Z niedzielnego składu można było wyczytać, na których zawodnikach trenerowi Kolejorza zależy najbardziej, bo dziś ich w pierwszej połowie nie wystawił. Czwartkowy mecz z Bodo w Poznaniu w ramach Ligi Konferencji był widocznie zbyt ważny, by ryzykować grę przez cały mecz i ryzyko kontuzji kluczowych graczy w ligowym meczu. Miało to jednak swoje konsekwencje w pojedynku z Zagłębiem.
Pierwsza połowa
W 35 minucie Lech traci piłkę na połowie Zagłebia i to wyprowadza kontrę, której obrona Kolejorza nie potrafi zatrzymać i po chwili zawodnik z Lubina przerzuca Bednarka i jest już 2 bramka.

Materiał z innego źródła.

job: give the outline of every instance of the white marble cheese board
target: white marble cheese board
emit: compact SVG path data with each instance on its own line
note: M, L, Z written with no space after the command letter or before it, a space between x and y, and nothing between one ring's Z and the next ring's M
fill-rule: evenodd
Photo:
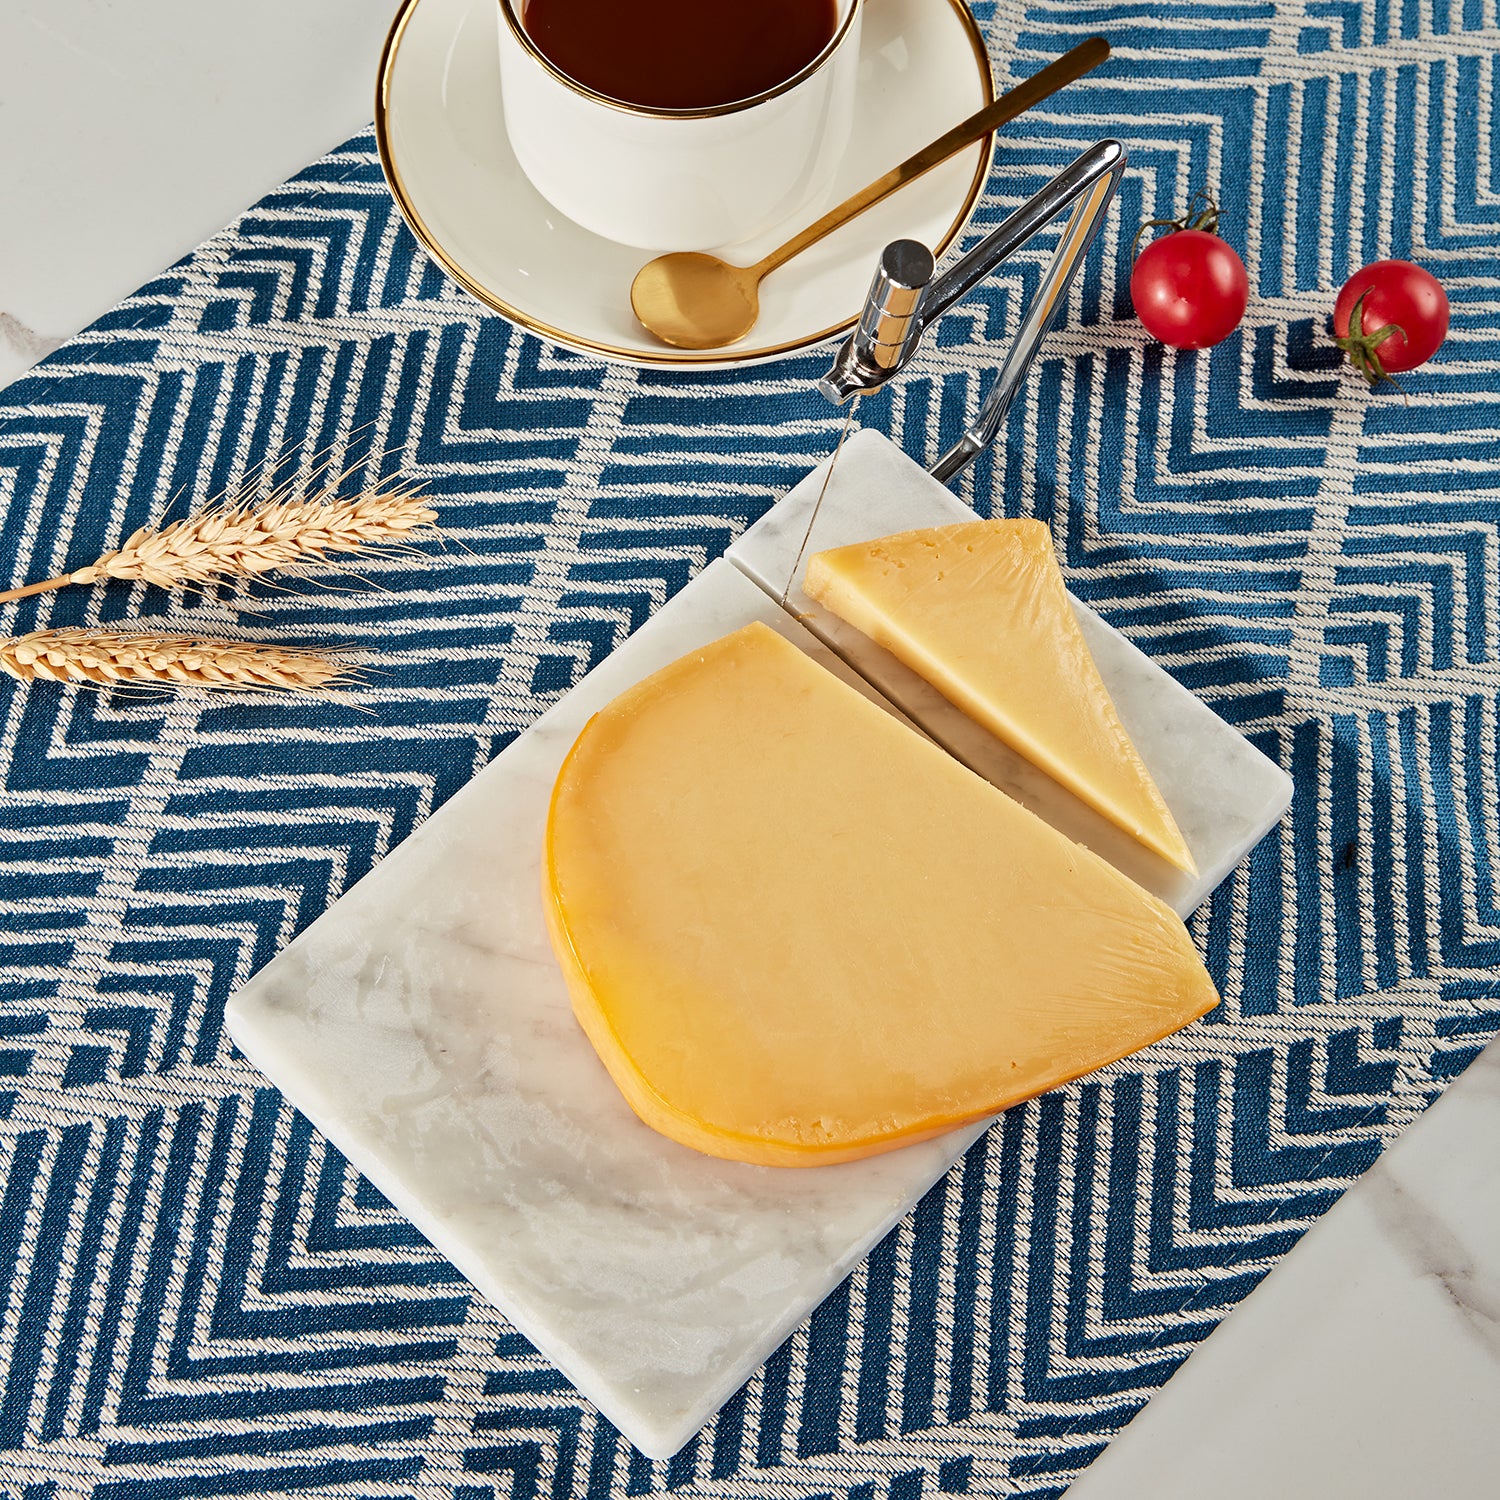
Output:
M858 682L821 636L933 738L1184 914L1290 798L1278 768L1080 609L1202 874L1174 887L1160 862L1132 865L1127 841L966 736L799 590L779 605L821 484L820 468L229 1005L246 1056L651 1457L686 1443L985 1127L794 1171L701 1156L635 1119L573 1021L541 909L552 782L590 714L755 619ZM972 514L860 433L812 548Z

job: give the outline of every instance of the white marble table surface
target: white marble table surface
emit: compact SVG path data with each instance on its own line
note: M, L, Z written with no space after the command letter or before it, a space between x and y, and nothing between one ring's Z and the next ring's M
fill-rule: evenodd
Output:
M5 0L0 385L371 113L393 0ZM1070 1500L1479 1500L1500 1472L1500 1045Z

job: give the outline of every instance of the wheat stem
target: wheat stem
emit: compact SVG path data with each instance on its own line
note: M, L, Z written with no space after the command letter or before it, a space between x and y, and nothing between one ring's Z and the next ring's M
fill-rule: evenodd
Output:
M205 692L318 692L347 668L316 651L158 631L35 630L0 641L0 670L22 682L156 684Z
M9 604L13 599L29 599L33 594L45 594L72 581L71 573L59 573L56 578L44 578L40 583L28 583L24 588L6 589L0 593L0 604Z

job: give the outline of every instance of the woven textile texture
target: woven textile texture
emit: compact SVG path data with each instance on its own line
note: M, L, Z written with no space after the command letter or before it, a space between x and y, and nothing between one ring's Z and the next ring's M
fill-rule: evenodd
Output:
M972 242L1130 149L1066 326L958 488L1294 776L1192 923L1224 1004L1011 1111L671 1463L631 1451L236 1055L226 996L831 448L824 356L606 367L488 317L361 135L0 393L5 584L268 457L400 465L452 540L294 592L74 588L142 620L379 653L357 704L0 682L0 1485L25 1500L1050 1496L1500 1028L1495 0L981 7L1010 127ZM1130 317L1145 218L1215 187L1244 326ZM930 462L1044 248L861 420ZM1341 374L1382 256L1452 332ZM246 613L247 607L255 613ZM8 1487L6 1487L8 1486Z

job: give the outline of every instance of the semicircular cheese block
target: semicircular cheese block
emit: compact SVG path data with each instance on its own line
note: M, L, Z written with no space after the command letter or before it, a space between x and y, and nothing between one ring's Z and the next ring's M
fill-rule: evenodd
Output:
M835 547L808 559L803 586L1075 797L1197 874L1040 521L960 521Z
M543 883L631 1107L738 1161L925 1139L1218 1000L1169 908L759 624L589 721Z

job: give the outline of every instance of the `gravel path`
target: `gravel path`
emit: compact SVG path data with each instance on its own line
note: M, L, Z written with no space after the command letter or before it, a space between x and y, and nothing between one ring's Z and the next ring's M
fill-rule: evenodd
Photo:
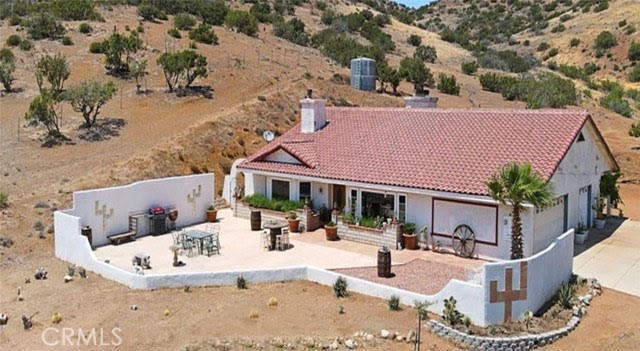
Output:
M376 267L345 268L333 271L425 295L439 292L451 279L466 280L465 269L462 267L421 259L391 266L391 273L395 274L392 278L378 277Z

Przez kolejne 10 minut dość trudno oglądało się walkę z Zagłebiem, ale w 45 minucie sporo się zmieniło. Ba Loua szybką akcją na skrzydle wyprowadza piłkę, podaje do Sousy, ten do Sobiecha i tu już następuje snajperskie zakończenie i gol.
Warto przede wszystkim zwrócić uwagę na zupełnie inny skład Lecha w pierwszej połowie. W ataku zamiast Ishaka oglądaliśmy Sobiecha, nie grał Skóraś i Murawski. Skład eksperymentalny radził sobie kiepsko, ale tylko do przedostatniej minuty pierwszej połowy.
Dzisiejszy skład Lecha:
Bednarek
Dagerstal Milic
Rebocho Czerwiński
Sousa Kvekve
Velde Marchwiński Ba Loua
Sobiech
Druga połowa
W drugiej połowie do gry wkracza Ishak i Skóraś. Spotkanie zaczyna wyglądać zupełnie inaczej. Lech absolutnie dominuje Zagłębie. Zmienia się to na kilka, w miarę pewnych, sytuacji bramkowych. Gola strzela Ishak, ale…sędzia uznaje, że przyjmował piłkę z użyciem ręki, choć na powtórkach widać było raczej odbiór na granicy tułowia i barku. Strzelonej bramki w każdym razie sędzia nie uznaje. Do bramki nie trafia natomiast Szymczak po bardzo dobrym podaniu i bliskiej odległości od siatki strzela ponad poprzeczką.
Mecz kończy się przegraną Lecha z Zagłębiem stosunkiem 1:2, po bardzo dobrej drugiej połowie Kolejorza, absolutnym zdominowaniu piłkarzy z Lubina, ale niestety brakiem (uznanych przez sędziego) goli.